Dourado, Grace KZS;Stanilka, Joy M;Percival, Susan S;Cesar, Thais B
Asian Pacific Journal of Cancer Prevention
/
제16권15호
/
pp.6491-6499
/
2015
Background: Red-fleshed sweet orange juice (ROJ) comes from a new variety of citrus cultivated in Brazil that contains high levels of ${\beta}$-carotene and lycopene, and similar amounts of hesperidin (HSP) and nutrients, equivalently to blond orange juice (BOJ). Such bioactive compounds are associated with chemopreventive actions in several cancer cell lines.

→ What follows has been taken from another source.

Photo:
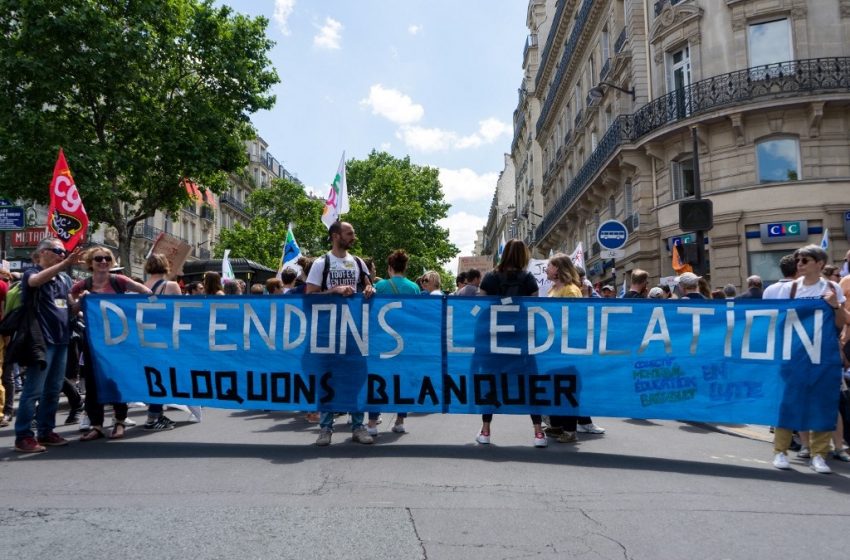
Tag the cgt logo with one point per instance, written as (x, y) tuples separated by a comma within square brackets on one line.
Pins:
[(784, 229)]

The purpose of this study was to examine the cytotoxicity, cell cycle, apoptosis, and cytokine secretion after BOJ, ROJ, and HSP treatment of a novel T acute lymphoblastic leukemia cell line, Loucy. Materials and Methods: Loucy cells were incubated for 24-h with BOJ, ROJ, and HSP, and the viability was measured using trypan blue. Cell cycling and apoptosis were assessed by propidium iodide (PI) and annexin V-FITC/PI flow cytometry, respectively. Secretion of cytokines $IL-1{\alpha}$, $IL1-{\beta}$, IL-2, IL-4, IL-6, IL-10, IL-17A, $IFN{\gamma}$, $TNF{\alpha}$, $TGF{\beta}$, $MIP{\alpha}$, and $MIP{\beta}$ was determined by ELISA array. Results: BOJ and ROJ treatments promoted Loucy cell cytotoxicity. Additionally, BOJ induced cell cycle arrest in the G0/G1 phase, and decreased the cell accumulation in the G2/M. ROJ decreased only the G0/G1 fraction, while HSP did not change the cell cycle. BOJ led to apoptosis in a different fashion of ROJ, while the first treatment induced apoptosis by increase of late apoptosis and primary necrotic fractions, the second increased early and late apoptosis, and primary necrotic fraction compared to positive controls. HSP had no effect on apoptosis. IL-6 and IL-10 were abrogated by all treatments. Conclusions: Taking together, these results suggest potential chemopreventive effects of BOJ and ROJ on Loucy cells.